I am not sure I understand this response, but it sounds a lot like you're saying that the Catholic bishops believe that the government should avoid regulation of other religions' liberties right up to the point where other religions disagree with the Catholic bishops about what policy is best for the common good. So the bishops are saying that Catholic beliefs should never be affected by government regulations, while non-Catholic beliefs should get the same treatment whenever the bishops' assessment is that they don't conflict with Catholic beliefs. Is this accurate? If so, we probably agree, but I don't think that very many folks will be persuaded once they understand the bishops idiosyncratic version of "religious liberty."

As for the state function of adoptions, I was not very clear but I was thinking of the recent kerfluffle in Illinois involving the Catholic Charities. In that case the Catholic adoption agency had contracted with the state to provide foster care/adoption services on behalf of the state. In that case, would you agree that Catholic Charities was an arm of the state?

Posted by: Brennan | Nov 16, 2011 10:33:58 PM

Brennan, oh please. The NYT has plenty of venom for the Catholic Church. It is not a bad thing to point out its anti-Catholic bias.

Posted by: Fr. J | Nov 17, 2011 11:32:20 AM

Sadly, you make a convincing case that my last comment to you was incorrect.

Posted by: brennan | Nov 17, 2011 3:31:15 PM

Brennan, sadly you believe that the NYT is objective when it comes to covering the Catholic Church. You have convinced me that you can lead a liberal to the truth, but you can't make him think.

Posted by: Fr. J | Nov 18, 2011 11:23:32 AM

Brennan: I don't think there are many people who favor unlimited religious liberty -- they all have boundaries defined by their own conceptions of what the common good mandates.
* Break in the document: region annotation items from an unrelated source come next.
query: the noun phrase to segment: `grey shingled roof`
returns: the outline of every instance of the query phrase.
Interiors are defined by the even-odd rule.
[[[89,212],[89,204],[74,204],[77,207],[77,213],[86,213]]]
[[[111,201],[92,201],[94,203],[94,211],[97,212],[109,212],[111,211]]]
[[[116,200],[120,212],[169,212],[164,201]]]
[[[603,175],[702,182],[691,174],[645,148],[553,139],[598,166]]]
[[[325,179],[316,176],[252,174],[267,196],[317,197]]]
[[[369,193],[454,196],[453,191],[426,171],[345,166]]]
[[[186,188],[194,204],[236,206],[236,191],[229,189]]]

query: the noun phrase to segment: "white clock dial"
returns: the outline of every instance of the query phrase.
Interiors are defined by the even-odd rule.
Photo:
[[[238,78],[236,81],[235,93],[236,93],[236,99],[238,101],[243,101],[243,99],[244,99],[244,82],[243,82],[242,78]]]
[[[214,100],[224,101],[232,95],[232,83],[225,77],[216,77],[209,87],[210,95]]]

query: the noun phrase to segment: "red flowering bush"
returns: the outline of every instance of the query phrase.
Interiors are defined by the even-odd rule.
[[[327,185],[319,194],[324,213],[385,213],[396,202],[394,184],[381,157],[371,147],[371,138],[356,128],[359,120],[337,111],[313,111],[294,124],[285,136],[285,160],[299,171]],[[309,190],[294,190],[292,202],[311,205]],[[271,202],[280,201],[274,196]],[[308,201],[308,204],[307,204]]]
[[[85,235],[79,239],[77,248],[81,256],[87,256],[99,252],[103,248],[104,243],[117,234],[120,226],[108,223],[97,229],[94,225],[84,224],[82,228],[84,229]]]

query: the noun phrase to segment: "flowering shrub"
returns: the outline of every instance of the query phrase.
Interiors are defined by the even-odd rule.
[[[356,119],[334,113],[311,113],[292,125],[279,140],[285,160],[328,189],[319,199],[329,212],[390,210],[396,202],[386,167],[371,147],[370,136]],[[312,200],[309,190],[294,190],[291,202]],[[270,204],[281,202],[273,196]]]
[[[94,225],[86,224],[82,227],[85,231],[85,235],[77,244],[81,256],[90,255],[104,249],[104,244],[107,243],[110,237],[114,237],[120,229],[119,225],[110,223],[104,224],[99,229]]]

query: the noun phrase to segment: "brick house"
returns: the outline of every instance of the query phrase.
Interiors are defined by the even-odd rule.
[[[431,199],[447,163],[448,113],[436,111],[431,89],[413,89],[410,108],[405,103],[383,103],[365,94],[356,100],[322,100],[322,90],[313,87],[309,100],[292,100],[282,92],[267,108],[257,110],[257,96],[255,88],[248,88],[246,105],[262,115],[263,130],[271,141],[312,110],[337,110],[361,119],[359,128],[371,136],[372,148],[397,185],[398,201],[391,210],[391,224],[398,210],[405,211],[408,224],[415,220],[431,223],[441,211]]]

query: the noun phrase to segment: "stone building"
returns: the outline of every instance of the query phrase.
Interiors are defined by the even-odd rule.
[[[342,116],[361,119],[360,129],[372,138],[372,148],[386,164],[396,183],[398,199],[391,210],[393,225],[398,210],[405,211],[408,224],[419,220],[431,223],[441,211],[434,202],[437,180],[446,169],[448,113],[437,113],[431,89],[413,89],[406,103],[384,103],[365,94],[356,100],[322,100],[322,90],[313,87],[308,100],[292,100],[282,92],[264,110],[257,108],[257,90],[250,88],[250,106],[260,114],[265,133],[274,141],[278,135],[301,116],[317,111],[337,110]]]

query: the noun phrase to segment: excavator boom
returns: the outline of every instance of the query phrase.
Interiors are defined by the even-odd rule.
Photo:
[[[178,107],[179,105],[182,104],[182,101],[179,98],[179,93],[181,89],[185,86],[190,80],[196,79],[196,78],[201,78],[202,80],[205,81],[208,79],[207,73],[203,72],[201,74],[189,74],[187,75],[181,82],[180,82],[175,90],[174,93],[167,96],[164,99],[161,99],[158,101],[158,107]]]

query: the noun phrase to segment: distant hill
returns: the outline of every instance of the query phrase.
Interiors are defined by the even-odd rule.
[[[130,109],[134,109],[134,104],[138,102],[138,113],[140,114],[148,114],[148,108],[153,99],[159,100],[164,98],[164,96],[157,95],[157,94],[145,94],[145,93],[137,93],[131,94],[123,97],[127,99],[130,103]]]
And Catholic bishops support liberty for plenty of things that conflict with Catholic teaching -- e.g., religious groups who deny the Trinity or the divinity of Christ, churches that ordain women, the sale of contraceptives, etc.

If the gov't is contracting with a private entity, that gives the gov't the right to attach some strings, but the pervasiveness of the strings is a function, in part, of how dominant the gov't is in a particular field. In health care and higher education, for example, the gov't is not simply a market participant; they define the market because of the role of gov't funding, so especially in those contexts, we need to be careful about the strings.

Posted by: rob vischer | Nov 18, 2011 12:10:34 PM

I am glad to hear that the Catholic bishops believe that legal restrictions on the availability of contraception would intolerably infringe on religious liberty. (I am somewhat doubtful that's accurate, however.)

I continue to suspect, however, that the bishops' interest in religious liberty is tactical and shallow. After all, a religious liberal could perfectly well claim to follow the same view of "religious liberty" as the bishops, while backing SSM or something else the bishops abhor, due to their differing version of the common good. If the bishops' idea of religious liberty does not resolve any contentious issues (such as the ones they are currently framing in terms of "religious liberty"), even if their opponents were to adopt it, what good is it?

Posted by: brennan | Nov 18, 2011 2:07:52 PM

Brennan, there is no theology that supports same-sex marriage, so your claim that same-sex marriage is grounded in religious truth is not true.